Dieser Beruf ist sehr wohl gefahrgeneigt, etwa was die Arbeit am Kunden mit chemischen Substanzen angeht. Gleichwohl soll er nach den Vorstellungen der Regierung künftig kein Meisterberuf mehr sein. Davon abgesehen spricht vor allem die enorme Ausbildungsleistung dieser Gruppe für einen Erhalt der Meisterprüfung. Über 44000 Ausbildungsplätze stellt das Friseurhandwerk zur Verfügung. Ich bezweifle allerdings, dass ein Friseurbetrieb künftig noch eine einzige Lehrstelle mehr anbietet, als für den eigenen Bedarf erforderlich ist, wenn er weiß, dass sein frisch gebackener Geselle sich umgehend mit einer IchAG selbstständig und ihm mit Niedrigstpreisen Konkurrenz machen wird.

Warum sollen die Verbraucher nicht wählen, ob sie Meister oder Gesellen beauftragen?

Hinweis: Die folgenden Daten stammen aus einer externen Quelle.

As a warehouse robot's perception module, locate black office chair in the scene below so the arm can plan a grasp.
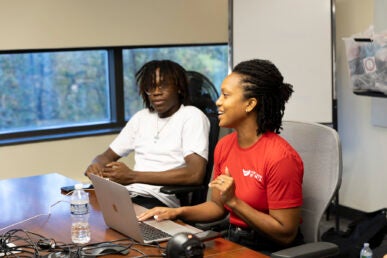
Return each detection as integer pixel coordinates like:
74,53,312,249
160,71,219,206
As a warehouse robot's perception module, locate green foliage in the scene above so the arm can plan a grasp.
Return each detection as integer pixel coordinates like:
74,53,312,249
0,46,227,133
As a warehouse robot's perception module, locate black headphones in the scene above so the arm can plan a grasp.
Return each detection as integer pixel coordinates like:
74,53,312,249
166,233,205,258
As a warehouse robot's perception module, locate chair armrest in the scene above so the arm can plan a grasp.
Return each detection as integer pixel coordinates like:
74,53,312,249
160,185,203,194
270,242,339,258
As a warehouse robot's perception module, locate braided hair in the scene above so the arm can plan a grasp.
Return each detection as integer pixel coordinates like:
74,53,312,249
136,60,189,111
233,59,293,135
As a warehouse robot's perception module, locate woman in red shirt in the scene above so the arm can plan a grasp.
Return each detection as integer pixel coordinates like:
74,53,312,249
139,59,304,253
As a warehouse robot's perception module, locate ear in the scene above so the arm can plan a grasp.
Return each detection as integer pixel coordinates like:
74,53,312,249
246,98,258,113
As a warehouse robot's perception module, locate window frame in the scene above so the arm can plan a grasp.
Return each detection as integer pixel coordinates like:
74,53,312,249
0,42,228,146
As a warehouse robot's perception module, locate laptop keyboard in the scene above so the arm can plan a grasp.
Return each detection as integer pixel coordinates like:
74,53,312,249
139,223,172,241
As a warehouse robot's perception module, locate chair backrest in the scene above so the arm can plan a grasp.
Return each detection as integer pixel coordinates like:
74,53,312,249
187,71,219,205
280,121,342,243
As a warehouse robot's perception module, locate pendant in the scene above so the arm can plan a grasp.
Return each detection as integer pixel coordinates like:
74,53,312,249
153,134,160,143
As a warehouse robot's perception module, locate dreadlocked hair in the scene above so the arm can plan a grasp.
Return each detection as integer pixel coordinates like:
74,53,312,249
233,59,293,135
136,60,189,111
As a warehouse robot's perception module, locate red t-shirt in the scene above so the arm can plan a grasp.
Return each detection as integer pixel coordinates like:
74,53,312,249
214,132,304,227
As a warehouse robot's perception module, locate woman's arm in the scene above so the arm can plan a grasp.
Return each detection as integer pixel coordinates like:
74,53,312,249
214,169,301,244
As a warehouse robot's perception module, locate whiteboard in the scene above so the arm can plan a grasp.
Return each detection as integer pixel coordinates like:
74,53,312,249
229,0,335,123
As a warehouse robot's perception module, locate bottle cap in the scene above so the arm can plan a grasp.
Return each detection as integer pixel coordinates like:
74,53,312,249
74,184,83,190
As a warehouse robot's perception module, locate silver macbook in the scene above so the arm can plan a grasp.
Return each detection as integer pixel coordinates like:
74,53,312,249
90,174,202,243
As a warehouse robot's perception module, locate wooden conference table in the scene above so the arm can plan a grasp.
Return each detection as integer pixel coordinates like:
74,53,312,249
0,173,268,257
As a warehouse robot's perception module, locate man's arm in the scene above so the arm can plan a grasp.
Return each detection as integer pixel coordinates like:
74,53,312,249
102,153,207,185
85,148,120,176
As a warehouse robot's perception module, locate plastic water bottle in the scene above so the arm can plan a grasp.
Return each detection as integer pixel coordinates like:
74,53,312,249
70,184,90,244
360,243,372,258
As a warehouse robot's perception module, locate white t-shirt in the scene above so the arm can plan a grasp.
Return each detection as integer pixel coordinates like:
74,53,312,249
110,105,210,207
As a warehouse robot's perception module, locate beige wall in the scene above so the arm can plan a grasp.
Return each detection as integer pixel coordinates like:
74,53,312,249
0,0,228,49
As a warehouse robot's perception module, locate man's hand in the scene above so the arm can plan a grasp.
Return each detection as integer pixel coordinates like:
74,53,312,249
102,161,136,185
137,207,179,221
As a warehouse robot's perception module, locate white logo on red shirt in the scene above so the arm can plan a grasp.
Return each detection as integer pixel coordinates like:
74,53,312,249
242,169,262,182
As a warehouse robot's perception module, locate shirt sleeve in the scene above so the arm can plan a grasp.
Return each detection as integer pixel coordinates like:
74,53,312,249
109,112,141,157
182,107,210,160
267,155,303,209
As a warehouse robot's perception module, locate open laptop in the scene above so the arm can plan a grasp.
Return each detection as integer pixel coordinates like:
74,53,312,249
90,174,202,243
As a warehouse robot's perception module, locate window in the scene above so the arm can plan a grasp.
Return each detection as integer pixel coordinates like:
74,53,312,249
0,44,228,145
0,50,110,133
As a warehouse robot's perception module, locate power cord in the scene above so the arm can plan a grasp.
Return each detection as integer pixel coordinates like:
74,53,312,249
0,191,72,232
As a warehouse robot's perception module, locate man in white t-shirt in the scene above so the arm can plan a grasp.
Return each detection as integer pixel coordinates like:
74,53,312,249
85,60,210,208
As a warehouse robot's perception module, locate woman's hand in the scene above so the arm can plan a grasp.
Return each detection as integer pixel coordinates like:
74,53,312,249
137,207,179,221
208,167,237,206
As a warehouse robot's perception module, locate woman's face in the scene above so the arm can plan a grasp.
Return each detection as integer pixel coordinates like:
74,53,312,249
147,69,180,118
216,73,253,128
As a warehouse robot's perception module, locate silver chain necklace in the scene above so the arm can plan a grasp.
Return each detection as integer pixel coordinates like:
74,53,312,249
153,116,171,143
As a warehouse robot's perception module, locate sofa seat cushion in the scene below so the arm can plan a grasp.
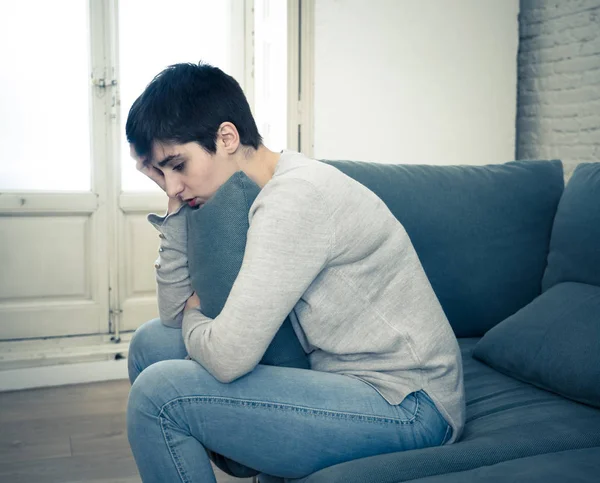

Ich halte den Glauben für kurzsichtig und gefährlich, dass Qualitätssicherung ausschließlich und auch noch nachträglich über Produkthaftung und Gewährleistung geregelt werden kann. Das führt zu amerikanischen Verhältnissen mit einer Fülle von Schadenersatzansprüchen und Unannehmlichkeiten für den Verbraucher. Im Ergebnis könnten eine Verteuerung der Leistungen, mehr Bürokratie und Gerichtsverfahren stehen, weil der Anbieter bereits Regressanspruch und Schadensbehebung einkalkuliert.

Wirtschaftsminister Wolfgang Clement ist der Ansicht, die Reform bringt mehr Arbeitsplätze.

Wenn er sich da mal nicht täuscht. Genau das Gegenteil wird eintreten. Wenn die Regierung bewährte Qualifikationsstrukturen mit Hauruck-Verfahren zerschlagen will, muss sie sich über die Folgen im Klaren sein.

Welche wären das?

Die Folgen für die Aus- und Weiterbildung werden dramatisch sein. Derzeit bildet das Handwerk 528 000 junge Menschen aus, drei Mal so viel wie die übrige Wirtschaft. Wenn wie vorgesehen 62 Meisterberufe gestrichen werden, wird es in diesen Berufen allenfalls noch so viel Ausbildung geben, wie die Betriebe als Nachwuchs benötigen. Mindestens die Hälfte der heutigen 120 000 Lehrstellen in diesen Berufen stünde zur Disposition.

Das Gespräch führte Dieter Fockenbrock.